Se dire que l'on menace l'équilibre de ces services pour des raisons budgétaires, bassement matérialistes, c'est tout simplement insupportable.
Pauline Lavaud
Initiatrice de la pétition des usagers pour sauver les services de réanimation pédiatrique d'Île-de-France

Elle entre alors en relation avec la journaliste. Elle n'est pas la seule.
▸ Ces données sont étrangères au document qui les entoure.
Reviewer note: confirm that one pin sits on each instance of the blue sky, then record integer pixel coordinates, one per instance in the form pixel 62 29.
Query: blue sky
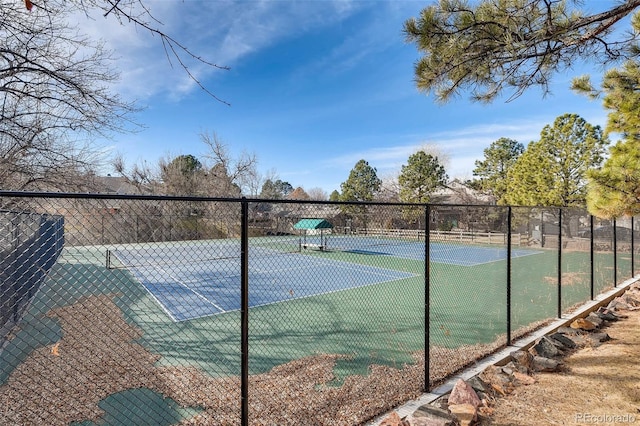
pixel 314 86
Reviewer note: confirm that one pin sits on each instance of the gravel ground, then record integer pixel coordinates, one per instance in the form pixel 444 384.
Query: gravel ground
pixel 97 357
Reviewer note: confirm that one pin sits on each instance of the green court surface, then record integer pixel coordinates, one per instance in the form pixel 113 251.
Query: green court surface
pixel 375 324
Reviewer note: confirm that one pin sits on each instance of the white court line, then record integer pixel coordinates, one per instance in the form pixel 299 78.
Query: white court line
pixel 192 290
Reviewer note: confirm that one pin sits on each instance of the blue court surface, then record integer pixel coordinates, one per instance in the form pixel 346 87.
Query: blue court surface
pixel 449 253
pixel 204 280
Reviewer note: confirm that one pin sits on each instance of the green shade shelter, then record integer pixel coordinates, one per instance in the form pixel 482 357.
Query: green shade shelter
pixel 313 224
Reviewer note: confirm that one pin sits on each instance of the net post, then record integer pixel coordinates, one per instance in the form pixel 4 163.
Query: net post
pixel 427 292
pixel 591 258
pixel 632 248
pixel 559 313
pixel 615 255
pixel 244 312
pixel 508 275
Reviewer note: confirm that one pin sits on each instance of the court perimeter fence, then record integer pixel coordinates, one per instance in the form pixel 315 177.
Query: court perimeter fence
pixel 166 310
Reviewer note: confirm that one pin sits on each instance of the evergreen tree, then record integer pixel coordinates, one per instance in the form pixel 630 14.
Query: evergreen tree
pixel 499 158
pixel 552 171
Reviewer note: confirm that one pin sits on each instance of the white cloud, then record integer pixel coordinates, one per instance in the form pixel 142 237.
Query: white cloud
pixel 221 32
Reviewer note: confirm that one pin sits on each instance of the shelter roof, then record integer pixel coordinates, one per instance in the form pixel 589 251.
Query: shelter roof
pixel 313 224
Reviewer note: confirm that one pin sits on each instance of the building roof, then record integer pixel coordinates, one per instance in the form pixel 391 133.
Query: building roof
pixel 313 224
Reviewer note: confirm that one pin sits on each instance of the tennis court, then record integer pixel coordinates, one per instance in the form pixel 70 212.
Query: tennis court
pixel 200 280
pixel 194 281
pixel 448 253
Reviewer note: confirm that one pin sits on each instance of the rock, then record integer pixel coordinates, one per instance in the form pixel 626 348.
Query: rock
pixel 546 364
pixel 606 314
pixel 594 318
pixel 394 419
pixel 523 360
pixel 463 393
pixel 422 421
pixel 563 340
pixel 523 379
pixel 583 324
pixel 568 331
pixel 432 416
pixel 466 413
pixel 478 384
pixel 598 338
pixel 545 348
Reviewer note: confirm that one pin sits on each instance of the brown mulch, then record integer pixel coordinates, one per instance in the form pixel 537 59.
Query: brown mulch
pixel 98 356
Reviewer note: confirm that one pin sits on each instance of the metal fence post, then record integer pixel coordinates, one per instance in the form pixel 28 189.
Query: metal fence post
pixel 633 237
pixel 244 312
pixel 559 263
pixel 427 297
pixel 509 276
pixel 615 255
pixel 592 258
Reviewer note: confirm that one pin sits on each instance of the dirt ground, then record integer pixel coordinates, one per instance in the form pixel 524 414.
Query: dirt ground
pixel 599 385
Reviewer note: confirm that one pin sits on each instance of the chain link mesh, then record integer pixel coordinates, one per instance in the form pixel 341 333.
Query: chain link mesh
pixel 128 310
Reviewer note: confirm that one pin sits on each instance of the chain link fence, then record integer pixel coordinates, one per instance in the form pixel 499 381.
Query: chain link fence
pixel 176 310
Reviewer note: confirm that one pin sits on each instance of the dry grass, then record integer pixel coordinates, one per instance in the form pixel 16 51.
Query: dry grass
pixel 97 356
pixel 601 381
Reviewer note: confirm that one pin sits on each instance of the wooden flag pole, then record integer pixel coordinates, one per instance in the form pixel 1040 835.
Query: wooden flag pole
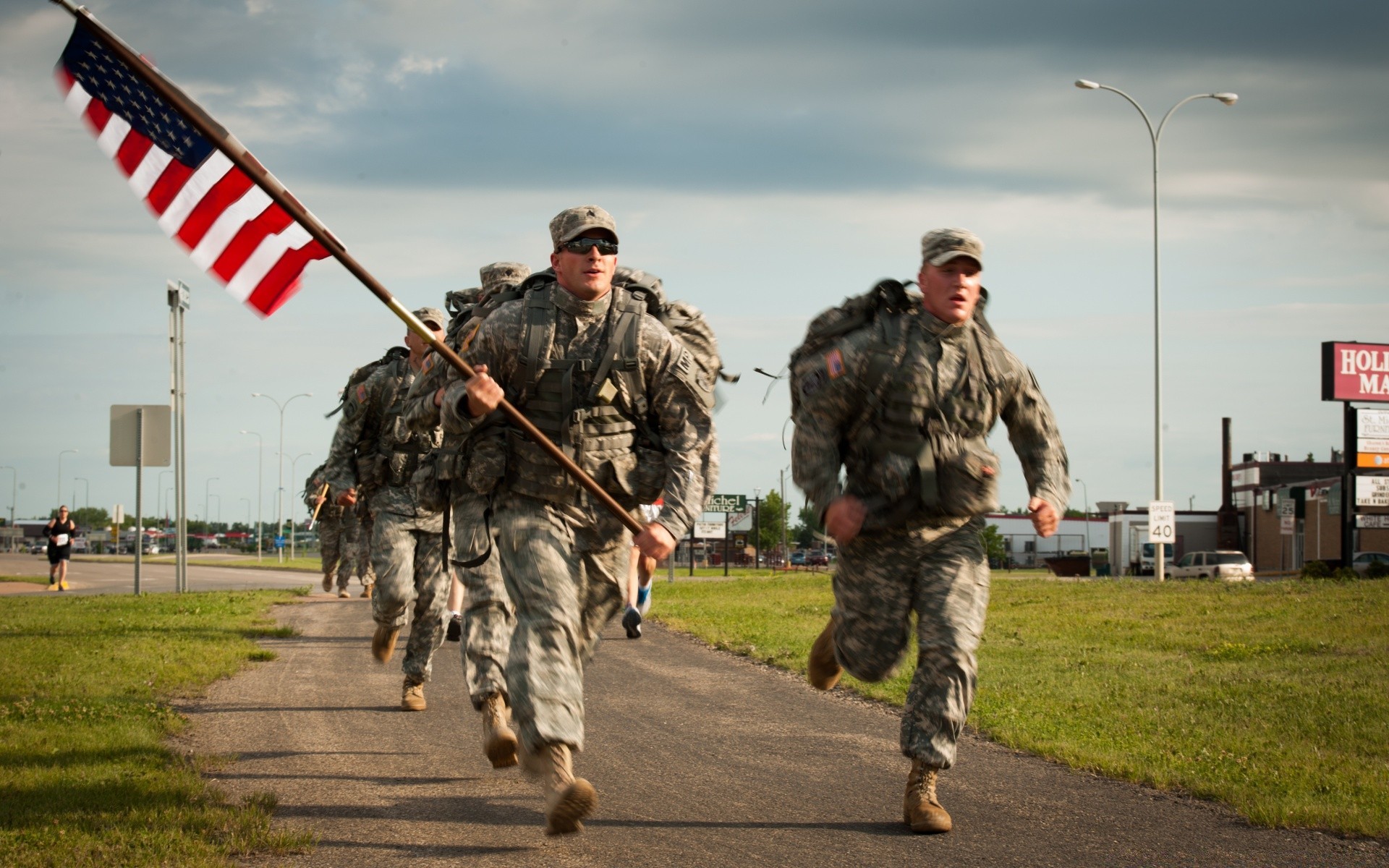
pixel 323 496
pixel 235 152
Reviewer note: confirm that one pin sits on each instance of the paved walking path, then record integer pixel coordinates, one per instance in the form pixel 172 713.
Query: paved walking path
pixel 117 576
pixel 699 759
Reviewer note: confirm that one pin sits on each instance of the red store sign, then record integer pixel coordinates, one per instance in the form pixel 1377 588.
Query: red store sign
pixel 1354 371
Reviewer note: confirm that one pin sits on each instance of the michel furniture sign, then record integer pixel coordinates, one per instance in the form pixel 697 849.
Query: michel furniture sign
pixel 1354 371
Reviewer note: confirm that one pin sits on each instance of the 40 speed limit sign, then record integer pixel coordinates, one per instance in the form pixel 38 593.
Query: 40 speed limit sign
pixel 1162 521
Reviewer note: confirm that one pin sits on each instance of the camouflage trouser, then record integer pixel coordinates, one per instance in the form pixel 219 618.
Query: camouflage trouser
pixel 566 582
pixel 942 575
pixel 410 578
pixel 338 548
pixel 365 535
pixel 488 616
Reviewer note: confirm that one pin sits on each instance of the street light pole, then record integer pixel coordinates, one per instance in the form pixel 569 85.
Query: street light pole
pixel 294 502
pixel 1087 489
pixel 208 501
pixel 14 489
pixel 60 474
pixel 279 460
pixel 1156 137
pixel 260 498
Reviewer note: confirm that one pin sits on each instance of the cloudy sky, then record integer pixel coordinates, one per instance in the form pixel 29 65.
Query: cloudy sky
pixel 765 158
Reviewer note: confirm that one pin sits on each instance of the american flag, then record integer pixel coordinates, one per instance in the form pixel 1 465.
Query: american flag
pixel 229 226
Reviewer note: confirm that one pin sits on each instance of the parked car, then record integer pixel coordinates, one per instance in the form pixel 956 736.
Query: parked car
pixel 1230 566
pixel 1364 560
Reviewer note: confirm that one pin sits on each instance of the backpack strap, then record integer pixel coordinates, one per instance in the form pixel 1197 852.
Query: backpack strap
pixel 537 339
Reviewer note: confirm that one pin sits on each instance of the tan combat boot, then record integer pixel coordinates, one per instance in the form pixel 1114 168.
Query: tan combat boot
pixel 920 809
pixel 413 696
pixel 498 739
pixel 567 799
pixel 383 642
pixel 821 668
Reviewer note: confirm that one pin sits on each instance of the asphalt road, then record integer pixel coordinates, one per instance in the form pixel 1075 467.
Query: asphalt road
pixel 104 578
pixel 699 759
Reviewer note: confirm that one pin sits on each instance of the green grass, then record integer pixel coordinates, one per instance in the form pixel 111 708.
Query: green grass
pixel 85 775
pixel 34 579
pixel 1273 697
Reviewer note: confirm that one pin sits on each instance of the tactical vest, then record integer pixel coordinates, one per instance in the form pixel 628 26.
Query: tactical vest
pixel 592 409
pixel 454 453
pixel 399 449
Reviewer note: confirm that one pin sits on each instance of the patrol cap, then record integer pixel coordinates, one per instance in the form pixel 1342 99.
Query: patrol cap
pixel 431 315
pixel 501 274
pixel 939 246
pixel 573 223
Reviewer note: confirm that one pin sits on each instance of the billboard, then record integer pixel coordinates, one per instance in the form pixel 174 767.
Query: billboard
pixel 1354 371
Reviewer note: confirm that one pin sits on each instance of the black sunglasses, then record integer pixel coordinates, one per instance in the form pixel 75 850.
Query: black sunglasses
pixel 584 244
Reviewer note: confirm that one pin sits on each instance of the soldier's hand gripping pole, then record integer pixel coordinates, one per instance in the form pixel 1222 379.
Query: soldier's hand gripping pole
pixel 235 152
pixel 323 499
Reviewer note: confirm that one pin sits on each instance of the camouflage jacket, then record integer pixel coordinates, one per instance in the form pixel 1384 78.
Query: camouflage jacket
pixel 374 449
pixel 922 425
pixel 681 418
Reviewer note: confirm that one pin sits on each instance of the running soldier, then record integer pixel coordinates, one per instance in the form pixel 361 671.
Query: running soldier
pixel 470 469
pixel 901 391
pixel 613 388
pixel 374 449
pixel 338 532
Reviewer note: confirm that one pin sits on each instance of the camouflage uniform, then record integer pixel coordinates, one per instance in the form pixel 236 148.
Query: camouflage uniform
pixel 563 556
pixel 471 474
pixel 336 532
pixel 407 539
pixel 912 448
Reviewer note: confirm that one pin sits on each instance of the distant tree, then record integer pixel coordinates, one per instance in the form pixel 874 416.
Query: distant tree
pixel 92 519
pixel 993 545
pixel 807 527
pixel 771 519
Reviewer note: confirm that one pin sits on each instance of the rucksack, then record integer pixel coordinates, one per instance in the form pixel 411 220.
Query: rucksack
pixel 363 373
pixel 883 305
pixel 687 324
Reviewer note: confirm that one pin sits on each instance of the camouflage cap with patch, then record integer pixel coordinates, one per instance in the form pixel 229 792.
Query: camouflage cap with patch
pixel 573 223
pixel 939 246
pixel 501 274
pixel 431 315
Sevin Rey-Sahin dit avoir reçu de nombreuses réactions sur les réseaux sociaux suite à la publication de son article, "notamment sur Instagram où il y a une grande communauté de mères".

Elle a notamment été "particulièrement émue" par le message de Pauline Lavaud, 9mois9jours sur Instagram : "Une phrase m'a vraiment marquée : elle m'a dit 'mon conjoint et moi ne nous sommes jamais sentis autant en colère depuis la mort de notre enfant" un an et demi plus tôt.

"Pour nous, ce sont des héros"

Pauline Lavaud, son conjoint et d'autres parents avec qui ils sont en relation via les réseaux sociaux décident alors de lancer une pétition et une tribune pour faire entendre la voix des usagers de ces services qui, pour certains, sont en grève depuis des mois. Un premier appel lancé via leurs comptes rassemblent la première centaine de signataires.

Pauline Lavaud se dit peu étonnée de la rapidité de la mobilisation : "Personne n'est à l'abri de devoir passer un jour par ce type de service et tout le monde a envie d'être sûr qu'ils fonctionnent bien."
Elle considère que la pétition "fait écho au sentiment que beaucoup ont d'une dégradation des services public [...] Je pense que de nombreuses personnes ne savaient pas et pensaient que les secteurs vitaux étaient 'sanctuarisés' . Quand des textes comme le nôtre circulent, ils font prendre conscience de la situation".

Elle rapportent que les équipes de Trousseau, qu'elle a tenu informées de leur démarche, sont "contents qu'il y ait une prise de parole des usagers" : "Ils ont le sentiment de ne pas être entendus par la ministre. Cela fait des mois et des mois que les services d'urgence sont en grève, que des appels ont été lancés dans la presse par des praticiens hospitaliers, y compris par des professeurs de médecine tout en haut de la hiérarchie pour alerter sur la situation". Sans résultats satisfaisants jusqu'à présent.

La journaliste Sevin Rey-Sahin fait état du même sentiment. Pour elle, "l'effet immédiat de cette pétition est que les soignants ne se sentent pas seuls". Elle souligne qu'en plus des mois de grève, une autre pétition lancée par l'autrice Marie Desplechin début octobre pour défendre l'hôpital public, a rassemblé à ce jour plus de 275 000 signatures, sans faire bouger le gouvernement.

Pour les parents, ces soignants "sont des héros". Mais le soutien est réciproque. Sevin Rey-Sahin rapporte que les infirmières et infirmiers de ces services disent aux parents "notre reconnaissance, c'est vous", lorsqu'ils les "remercie[nt] d'avoir sauvé leur enfant" et de leur soutien humain à, eux, les parents. La journaliste ajoute que pour ces infirmiers, mal payés, peu écoutés par leur hiérarchie et confrontés à la mort quotidiennement, "ce genre de mobilisation leur dit 'vous n'êtes pas seuls" dans votre combat pour sauver l'hôpital public.